Where are we now?
K&N RV Park, Huachuca City, AZ
Oh, this is another exiting adventure trip we had planned. From Sierra Vista we drove south along AZ-92 past Hereford and then south along the Coronado Memorial Road, which in turn becomes the West Montezuma Canyon Road an all paved road all the way past a mile of the Coronado National Memorial. Noticing the sign to the Entrance of the Coronado State Park we drove the short distance to the Memorial and Visitor Center passing an in the bushes hiding Humvee with telescoping camera mast of the Border Patrol. Maps inside the Visitor Center display the history of the area as well as a model of the mountains. We obtained permission to visit the cave and informed the park ranger that we would be leaving our dogs in the truck (of course with open windows) for the duration.
A short drive from the Visitor Center is the cave trail parking lot from where the trailhead starts. It is described as a moderately steep trail to head up to the cave. However, we felt that this ¾ of a mile of steep, switchback, gravel and rock path was longer and steeper than advertised and we were glad when we got to the cave entrance at an altitude of 5700ft. panting and had to catch our breath. Not an easy way to start an adventure J
The entrance to the cave is pretty small and you had to bend down to climb over large boulders quite a steep 30 ft. down to get to a more level path for walking. It is pitch black inside but we came saddled up with several flashlights, I also had a headlamp, walking sticks, and we were wearing our (Tactical Desert Storm) sensible hiking boots. What we didn’t bring, were gloves, so our hands, we noticed later, were quite dusty when we emerged after our tour inside.
The Coronado Cave is also called: Montezuma’s Treasure Vault, and Geronimo’s Cave. Legends claim that the Apaches used it as a hideout when being pursued by the U.S. Army.
We dared a few tight passages down there but I chickened out when it came to crawl ways and deep holes where I could not see where it would lead. There were stalagmites and stalactites we discovered when shining our flashlights around, but it was pheanomal and also very, very dusty in there. Benno was trying to position himself onto a tall rock some 8 ft. up for a photo op, but slipped on the dust and came down in a not planned hurry, hitting the deck. Luckily he was not hurt.

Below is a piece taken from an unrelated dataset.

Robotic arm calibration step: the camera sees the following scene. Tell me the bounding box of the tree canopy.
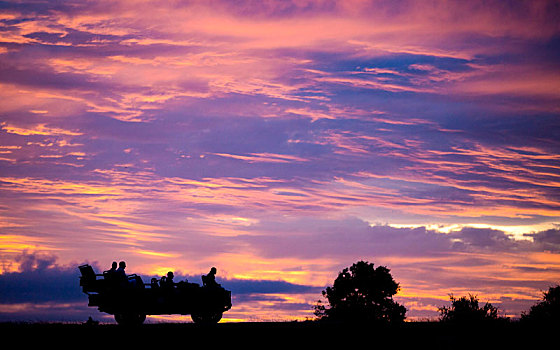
[439,294,505,324]
[521,285,560,324]
[315,261,406,324]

Once we got back down to the parking spot where our two Dachshunds had been patiently waiting, we ate our packed lunch at the provided picnic table and then took the tour along the part wise paved and further on packed gravel road to the Montezuma’s Pass and Observation Point.
The drive is absolutely beautiful! The road up to the Montezuma Mountain Pass brings you to the Observation Point at an altitude of 6575 ft. This road is for the most part a narrow, gravel road with many, many switchbacks where our truck was hugging the mountain in the curves. I would say it is not for the “faint of heart” and if you don’t like heights, do not look out of your side window.
Once we parked at the Observation Point parking lot where you have fantastic views of the surrounding mountains and valleys, we climbed up yet another footpath to the peak. What a view, you could look deep into Mexico and as well make out the famous fence!
At the Observation Point, Border Patrol had up to 2010 a Humvee with telescoping camera mast parked to view illegal border traffic, but in 2010 a border fence was built there and it stemmed the illegal traffic. Right after this they replaced the Humvee with a stationary tower and were able to operate the cameras remotely.
From the observation parking lot we followed the West Montezuma Canyon Road along the western sloop of the Huachuca Mountain Range, which is for the most part a wash-boarded, gravel path downhill that let us to Parker Lake, which we had visited in the past. Along we noticed a few more stationary Border Patrol camera towers positioned on high points. It is known that there on this western sloop of the Huachuca Mountain Range all the way to Parker Lake there are Black Bears, Mountain Lions, even Leopard (they come over the border from Mexico) and plenty of Cattle. Overall a super trip I would highly recommend.